Originally published in the December 2010 NABP Newsletter
Boards Strive to Remain Compliant with HRSA Reporting Requirements
With an increase of nearly 99%, disciplinary actions reported by the boards of pharmacy to the NABP Clearinghouse between January 1 and August 31, jumped from 1,667 in 2009 to 3,316 in 2010. Of the actions reported this year, 2,071 were taken against pharmacists and 1,245 were taken against pharmacy technicians.
Showing an even more dramatic increase than the Clearinghouse, the United States Department of Health and Human Services Health Resources and Services Administration (HRSA) Division of Practitioner Data Banks (DPDB) published in its October 2010 issue of the NPDB-HIPDB Data Bank News that more than 72,000 reports were submitted to the Healthcare Integrity and Protection Data Bank (HIPDB) and National Practitioner Data Bank (NPDB) between February 1 and June 21, 2010. This represented nearly double the number of reports submitted during the entire year in 2009.
Since NABP acts as a reporting agent for many of the boards of pharmacy, often providing electronic records directly to HIPDB, these increases in reporting experienced by both organizations may likely be attributed to the new requirements set by DPDB. Earlier this year, DPDB began requiring that all state health care practitioner licensing and certification authorities, state health care entity licensing and certification authorities, peer review organizations, and private accreditation organizations report adverse licensing actions taken against licensed health care practitioners since January 1, 1992, to HIPDB and NPDB.

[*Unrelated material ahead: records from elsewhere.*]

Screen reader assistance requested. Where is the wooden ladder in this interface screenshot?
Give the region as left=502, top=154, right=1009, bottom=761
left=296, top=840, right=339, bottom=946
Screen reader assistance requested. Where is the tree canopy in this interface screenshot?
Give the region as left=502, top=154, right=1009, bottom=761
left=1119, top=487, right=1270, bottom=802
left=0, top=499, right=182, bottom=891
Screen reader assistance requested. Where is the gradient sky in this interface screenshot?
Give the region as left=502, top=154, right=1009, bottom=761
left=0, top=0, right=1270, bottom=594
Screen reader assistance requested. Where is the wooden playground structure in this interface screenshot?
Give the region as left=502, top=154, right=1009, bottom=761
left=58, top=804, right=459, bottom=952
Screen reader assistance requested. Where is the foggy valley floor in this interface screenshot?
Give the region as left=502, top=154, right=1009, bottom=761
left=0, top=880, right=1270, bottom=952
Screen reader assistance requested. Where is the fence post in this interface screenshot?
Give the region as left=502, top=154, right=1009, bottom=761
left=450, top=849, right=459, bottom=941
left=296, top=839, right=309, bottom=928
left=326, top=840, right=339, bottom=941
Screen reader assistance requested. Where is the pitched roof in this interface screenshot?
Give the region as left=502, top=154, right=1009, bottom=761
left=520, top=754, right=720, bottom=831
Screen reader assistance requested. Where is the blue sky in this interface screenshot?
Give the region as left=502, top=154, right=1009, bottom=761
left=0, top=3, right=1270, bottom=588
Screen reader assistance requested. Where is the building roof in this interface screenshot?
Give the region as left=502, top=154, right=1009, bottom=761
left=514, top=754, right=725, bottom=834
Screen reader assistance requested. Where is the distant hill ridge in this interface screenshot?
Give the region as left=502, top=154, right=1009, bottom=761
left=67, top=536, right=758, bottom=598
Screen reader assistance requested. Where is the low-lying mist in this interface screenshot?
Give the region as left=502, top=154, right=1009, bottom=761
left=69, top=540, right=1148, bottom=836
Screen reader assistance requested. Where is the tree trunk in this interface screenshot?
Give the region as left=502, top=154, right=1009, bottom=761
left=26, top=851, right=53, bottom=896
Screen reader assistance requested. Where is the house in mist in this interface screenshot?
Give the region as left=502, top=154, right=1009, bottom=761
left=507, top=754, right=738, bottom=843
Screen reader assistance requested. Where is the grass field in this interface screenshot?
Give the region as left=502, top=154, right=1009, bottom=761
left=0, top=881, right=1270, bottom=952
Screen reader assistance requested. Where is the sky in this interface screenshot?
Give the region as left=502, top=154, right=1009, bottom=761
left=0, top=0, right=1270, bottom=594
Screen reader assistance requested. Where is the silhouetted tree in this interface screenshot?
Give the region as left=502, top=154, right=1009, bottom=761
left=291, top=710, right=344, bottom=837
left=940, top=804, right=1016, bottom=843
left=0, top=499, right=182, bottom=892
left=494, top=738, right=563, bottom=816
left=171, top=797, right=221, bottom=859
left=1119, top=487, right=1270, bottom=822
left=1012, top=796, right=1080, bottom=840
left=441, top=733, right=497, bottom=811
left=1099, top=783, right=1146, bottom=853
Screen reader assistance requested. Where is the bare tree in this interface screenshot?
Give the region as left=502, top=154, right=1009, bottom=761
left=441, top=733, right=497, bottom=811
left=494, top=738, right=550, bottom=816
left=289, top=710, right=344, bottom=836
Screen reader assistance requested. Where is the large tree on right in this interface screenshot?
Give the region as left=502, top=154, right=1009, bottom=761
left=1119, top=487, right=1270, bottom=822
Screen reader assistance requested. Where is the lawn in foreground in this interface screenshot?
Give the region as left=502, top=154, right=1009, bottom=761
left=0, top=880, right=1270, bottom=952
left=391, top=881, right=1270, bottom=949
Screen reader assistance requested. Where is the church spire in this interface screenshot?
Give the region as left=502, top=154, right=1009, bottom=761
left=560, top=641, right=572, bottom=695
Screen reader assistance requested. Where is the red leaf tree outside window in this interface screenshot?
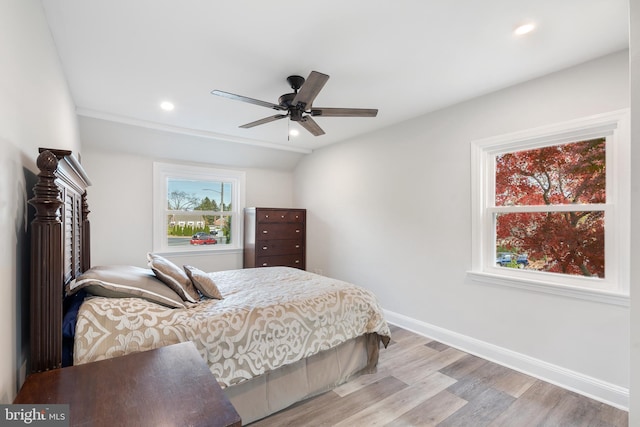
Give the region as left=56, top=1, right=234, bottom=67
left=495, top=138, right=606, bottom=277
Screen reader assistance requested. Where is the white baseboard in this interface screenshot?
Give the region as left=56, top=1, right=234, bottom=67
left=384, top=310, right=629, bottom=411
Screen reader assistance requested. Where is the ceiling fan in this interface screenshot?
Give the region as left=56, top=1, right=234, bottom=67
left=211, top=71, right=378, bottom=136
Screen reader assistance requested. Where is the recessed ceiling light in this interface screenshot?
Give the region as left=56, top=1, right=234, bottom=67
left=513, top=22, right=536, bottom=36
left=160, top=101, right=176, bottom=111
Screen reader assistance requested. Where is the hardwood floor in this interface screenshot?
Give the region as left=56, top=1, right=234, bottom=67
left=251, top=326, right=628, bottom=427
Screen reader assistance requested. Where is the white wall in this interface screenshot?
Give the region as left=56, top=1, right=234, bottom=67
left=629, top=0, right=640, bottom=426
left=81, top=130, right=299, bottom=271
left=0, top=0, right=80, bottom=403
left=294, top=51, right=630, bottom=406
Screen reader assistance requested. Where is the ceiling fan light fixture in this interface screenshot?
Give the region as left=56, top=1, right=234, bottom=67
left=160, top=101, right=176, bottom=111
left=513, top=22, right=536, bottom=36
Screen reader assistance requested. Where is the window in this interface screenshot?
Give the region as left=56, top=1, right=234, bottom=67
left=153, top=163, right=244, bottom=252
left=470, top=111, right=629, bottom=305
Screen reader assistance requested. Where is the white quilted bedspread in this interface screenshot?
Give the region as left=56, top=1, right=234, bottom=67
left=74, top=267, right=390, bottom=387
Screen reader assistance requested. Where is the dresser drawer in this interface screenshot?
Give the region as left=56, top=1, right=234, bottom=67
left=256, top=239, right=304, bottom=256
left=256, top=209, right=305, bottom=224
left=242, top=207, right=307, bottom=270
left=256, top=254, right=304, bottom=269
left=256, top=222, right=304, bottom=239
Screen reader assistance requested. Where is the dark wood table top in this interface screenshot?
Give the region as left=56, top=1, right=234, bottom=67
left=14, top=342, right=242, bottom=427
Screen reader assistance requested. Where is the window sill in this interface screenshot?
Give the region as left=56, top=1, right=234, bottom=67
left=467, top=271, right=630, bottom=307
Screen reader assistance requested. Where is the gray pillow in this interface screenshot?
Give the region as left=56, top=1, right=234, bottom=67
left=67, top=265, right=185, bottom=308
left=147, top=253, right=200, bottom=302
left=184, top=265, right=222, bottom=299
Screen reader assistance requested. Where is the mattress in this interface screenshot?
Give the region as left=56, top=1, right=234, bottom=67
left=74, top=267, right=390, bottom=388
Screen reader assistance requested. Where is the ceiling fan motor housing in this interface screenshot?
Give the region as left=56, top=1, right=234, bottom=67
left=287, top=76, right=304, bottom=92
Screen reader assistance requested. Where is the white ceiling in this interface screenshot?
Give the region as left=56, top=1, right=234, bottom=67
left=42, top=0, right=628, bottom=154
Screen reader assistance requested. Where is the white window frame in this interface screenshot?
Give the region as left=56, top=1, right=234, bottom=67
left=153, top=162, right=246, bottom=254
left=468, top=110, right=630, bottom=306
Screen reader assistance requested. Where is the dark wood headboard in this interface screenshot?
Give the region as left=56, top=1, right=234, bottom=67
left=29, top=148, right=91, bottom=372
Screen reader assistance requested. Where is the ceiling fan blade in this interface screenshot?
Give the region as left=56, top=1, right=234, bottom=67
left=291, top=71, right=329, bottom=109
left=211, top=89, right=286, bottom=110
left=298, top=116, right=324, bottom=136
left=310, top=108, right=378, bottom=117
left=239, top=114, right=287, bottom=129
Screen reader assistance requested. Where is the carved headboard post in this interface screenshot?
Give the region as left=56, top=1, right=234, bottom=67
left=81, top=191, right=91, bottom=271
left=29, top=151, right=63, bottom=372
left=29, top=148, right=91, bottom=372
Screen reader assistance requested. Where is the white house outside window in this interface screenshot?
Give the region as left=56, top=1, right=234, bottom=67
left=153, top=163, right=244, bottom=252
left=470, top=111, right=630, bottom=305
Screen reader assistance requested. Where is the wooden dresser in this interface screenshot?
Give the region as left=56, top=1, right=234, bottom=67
left=244, top=208, right=307, bottom=270
left=13, top=342, right=242, bottom=427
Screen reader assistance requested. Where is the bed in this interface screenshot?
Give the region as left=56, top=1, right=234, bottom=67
left=30, top=149, right=390, bottom=423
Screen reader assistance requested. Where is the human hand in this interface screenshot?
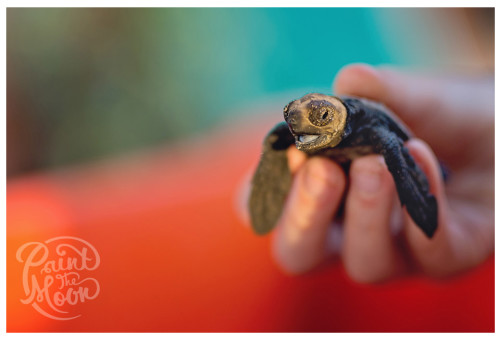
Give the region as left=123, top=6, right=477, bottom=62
left=244, top=65, right=494, bottom=282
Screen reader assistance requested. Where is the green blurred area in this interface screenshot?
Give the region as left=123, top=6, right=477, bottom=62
left=7, top=8, right=492, bottom=173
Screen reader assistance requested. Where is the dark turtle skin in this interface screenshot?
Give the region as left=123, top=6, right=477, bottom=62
left=249, top=93, right=438, bottom=238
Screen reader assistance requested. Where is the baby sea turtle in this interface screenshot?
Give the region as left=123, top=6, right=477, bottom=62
left=249, top=93, right=438, bottom=238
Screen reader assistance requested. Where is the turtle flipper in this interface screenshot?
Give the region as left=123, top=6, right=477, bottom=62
left=248, top=122, right=295, bottom=235
left=370, top=129, right=438, bottom=238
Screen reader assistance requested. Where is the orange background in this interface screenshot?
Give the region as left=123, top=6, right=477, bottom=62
left=7, top=122, right=494, bottom=332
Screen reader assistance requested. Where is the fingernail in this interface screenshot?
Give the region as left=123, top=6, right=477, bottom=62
left=352, top=166, right=383, bottom=195
left=304, top=160, right=335, bottom=197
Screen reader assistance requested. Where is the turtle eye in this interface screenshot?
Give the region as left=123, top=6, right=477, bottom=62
left=283, top=103, right=290, bottom=119
left=309, top=107, right=333, bottom=127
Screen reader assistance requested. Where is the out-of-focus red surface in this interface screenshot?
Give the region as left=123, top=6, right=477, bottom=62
left=7, top=118, right=494, bottom=332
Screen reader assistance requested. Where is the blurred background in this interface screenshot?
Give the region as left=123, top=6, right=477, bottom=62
left=7, top=8, right=495, bottom=332
left=7, top=8, right=494, bottom=177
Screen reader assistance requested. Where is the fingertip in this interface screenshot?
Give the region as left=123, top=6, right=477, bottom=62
left=301, top=157, right=346, bottom=204
left=273, top=157, right=346, bottom=274
left=342, top=155, right=404, bottom=283
left=287, top=145, right=307, bottom=174
left=333, top=63, right=386, bottom=101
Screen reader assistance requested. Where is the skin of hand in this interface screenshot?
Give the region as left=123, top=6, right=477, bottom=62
left=244, top=64, right=494, bottom=283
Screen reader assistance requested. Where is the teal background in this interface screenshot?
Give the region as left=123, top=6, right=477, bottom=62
left=7, top=8, right=488, bottom=173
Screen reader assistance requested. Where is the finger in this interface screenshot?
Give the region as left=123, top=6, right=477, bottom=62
left=342, top=155, right=404, bottom=283
left=334, top=64, right=494, bottom=166
left=405, top=139, right=483, bottom=276
left=273, top=157, right=345, bottom=274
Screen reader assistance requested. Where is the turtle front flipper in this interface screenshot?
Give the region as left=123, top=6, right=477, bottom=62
left=370, top=128, right=438, bottom=238
left=248, top=122, right=295, bottom=235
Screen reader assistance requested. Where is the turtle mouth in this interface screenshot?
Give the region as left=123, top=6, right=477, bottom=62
left=297, top=134, right=319, bottom=144
left=295, top=134, right=326, bottom=150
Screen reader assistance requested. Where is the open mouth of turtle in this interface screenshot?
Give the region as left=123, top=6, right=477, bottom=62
left=297, top=134, right=319, bottom=144
left=295, top=134, right=325, bottom=149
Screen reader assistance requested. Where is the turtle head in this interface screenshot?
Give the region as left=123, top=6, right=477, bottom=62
left=283, top=93, right=347, bottom=152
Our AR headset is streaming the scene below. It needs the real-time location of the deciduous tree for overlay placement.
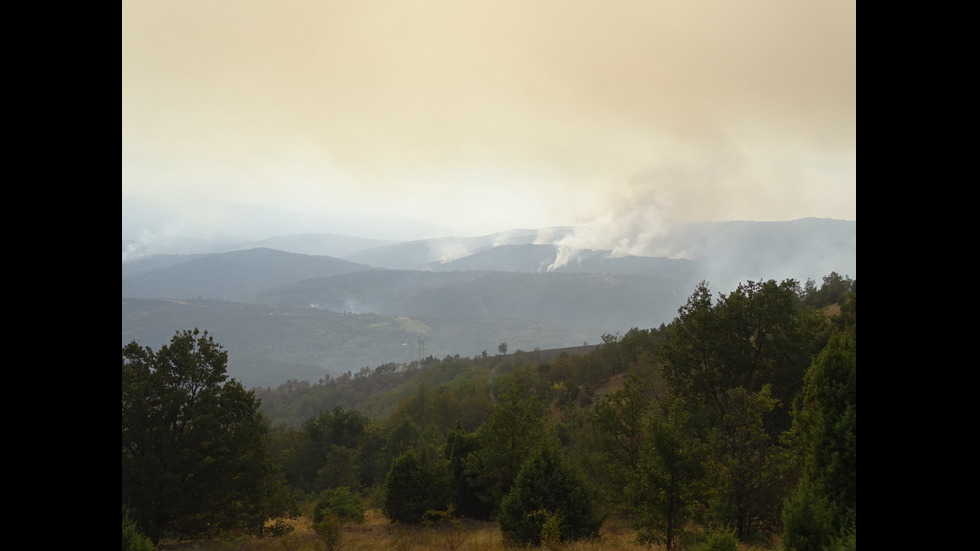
[122,329,289,543]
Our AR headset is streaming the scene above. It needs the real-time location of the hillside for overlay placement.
[121,219,857,386]
[122,298,601,387]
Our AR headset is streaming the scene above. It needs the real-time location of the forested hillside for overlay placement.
[123,273,856,549]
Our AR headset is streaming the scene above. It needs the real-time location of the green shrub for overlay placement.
[123,516,156,551]
[497,448,602,546]
[310,486,365,524]
[692,529,738,551]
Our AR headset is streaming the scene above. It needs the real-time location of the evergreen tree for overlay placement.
[122,329,289,543]
[497,446,602,545]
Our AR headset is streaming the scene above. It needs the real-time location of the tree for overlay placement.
[783,325,857,551]
[311,486,364,551]
[626,402,703,551]
[592,374,651,472]
[122,329,290,543]
[497,446,602,546]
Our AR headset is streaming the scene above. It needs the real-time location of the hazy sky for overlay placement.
[121,0,857,242]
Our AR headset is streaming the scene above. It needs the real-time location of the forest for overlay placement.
[122,272,857,551]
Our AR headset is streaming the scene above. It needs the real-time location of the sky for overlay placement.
[121,0,857,244]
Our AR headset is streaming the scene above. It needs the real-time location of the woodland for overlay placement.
[122,272,857,551]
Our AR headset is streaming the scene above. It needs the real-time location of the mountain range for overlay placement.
[122,218,857,387]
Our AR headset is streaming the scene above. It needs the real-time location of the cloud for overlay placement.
[122,0,856,237]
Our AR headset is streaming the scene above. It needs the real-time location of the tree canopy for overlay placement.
[122,329,288,543]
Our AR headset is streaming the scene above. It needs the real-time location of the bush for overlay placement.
[123,516,156,551]
[381,450,452,524]
[310,486,365,524]
[692,529,738,551]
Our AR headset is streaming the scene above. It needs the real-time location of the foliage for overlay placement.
[783,302,857,550]
[692,529,738,551]
[626,403,703,551]
[122,329,289,542]
[497,446,602,545]
[310,487,365,523]
[659,279,823,435]
[465,376,545,512]
[382,449,452,524]
[122,514,156,551]
[704,386,784,539]
[592,374,651,472]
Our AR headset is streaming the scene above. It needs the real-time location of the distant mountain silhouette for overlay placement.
[122,218,857,385]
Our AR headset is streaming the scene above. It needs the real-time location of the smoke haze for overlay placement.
[122,0,856,243]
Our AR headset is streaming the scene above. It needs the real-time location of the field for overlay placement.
[157,509,779,551]
[158,510,659,551]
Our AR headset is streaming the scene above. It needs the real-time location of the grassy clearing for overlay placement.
[158,509,778,551]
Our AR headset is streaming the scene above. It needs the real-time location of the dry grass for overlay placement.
[158,509,778,551]
[158,509,658,551]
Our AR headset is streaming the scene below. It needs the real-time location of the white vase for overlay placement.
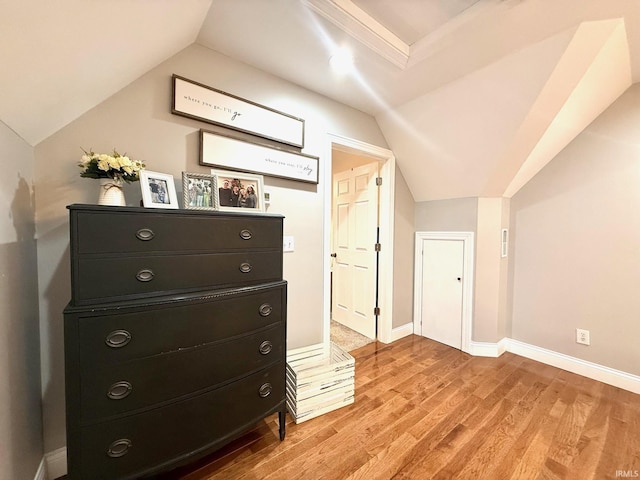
[98,178,127,207]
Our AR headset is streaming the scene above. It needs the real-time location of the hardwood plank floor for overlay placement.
[158,335,640,480]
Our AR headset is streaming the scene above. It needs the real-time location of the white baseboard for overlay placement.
[402,334,640,394]
[391,322,413,342]
[33,457,47,480]
[44,447,67,480]
[507,339,640,394]
[467,338,508,358]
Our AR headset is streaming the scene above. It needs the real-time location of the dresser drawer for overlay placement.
[76,363,285,480]
[75,281,286,368]
[72,211,282,254]
[73,251,282,305]
[80,325,285,423]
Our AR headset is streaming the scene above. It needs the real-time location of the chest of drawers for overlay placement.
[64,205,287,480]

In March 2010, DPDB implemented a multiphase compliance plan to ensure that the information in the HIPDB and NPDB remains complete and accurate. As part of the initial phase of the compliance plan, DPDB focused on 13 state nursing boards, comparing the data obtained from the boards with the data available in HIPDB. These comparisons resulted in lists of potentially missing reports, which were then sent to the nursing boards along with requests to reconcile the data. Next, DPDB honed in on the states and territories that appeared to have never reported on licensed professions that are certified or authorized by the state or territory. Additionally, DPDB identified six professions most frequently queried by hospitals and conducted similar comparisons of the data as it did for the nursing boards. The six professions included pharmacists, nursing-related professions, physician assistants, podiatrists, social workers, and psychologists. As with the nursing boards, each state board within those six professions was then sent a request to reconcile data and provide a corrective action plan to submit the missing information as appropriate.
Beginning June 21, 2010, DPDB also began posting the compliance status of government agencies on its Web site. Doing so after the agencies were audited, DPDB categorized each as Compliant, Non-Compliant, Working Toward Compliance, or Under Review. DPDB is committed to improving the completeness and accuracy of the data banks and will continue to monitor reporting compliance, posting updated compliance statuses on its Web site.
Resource to the Boards
Working to gather the necessary information to further assist the boards of pharmacy, NABP has been in contact with HRSA and recently attended the Data Banks Education Forum in Chicago, IL. Should a board of pharmacy receive an auditing letter from the DPDB indicating that the board is missing information, NABP is prepared to assist the board in every way possible in order to ensure that it is compliant with reporting requirements.
The Association continues to encourage all of the state boards to designate NABP as their reporting agent to HIPDB. By doing so, boards are able to free up valuable resources and staff time to focus on more important issues. To date, 29 boards of pharmacy have designated NABP as a reporting agent, allowing the Association to electronically transmit records provided by the board directly to HIPDB. As stated in the NABP Constitution and Bylaws, the boards of pharmacy are required to report disciplinary actions and updates to the NABP Clearinghouse as this information is essential to maintaining the lines of communication among the states, especially in instances where a pharmacist or technician holds licensure or registration in multiple states.
Additional information on designating NABP as a reporting agent is available on the NABP Web site.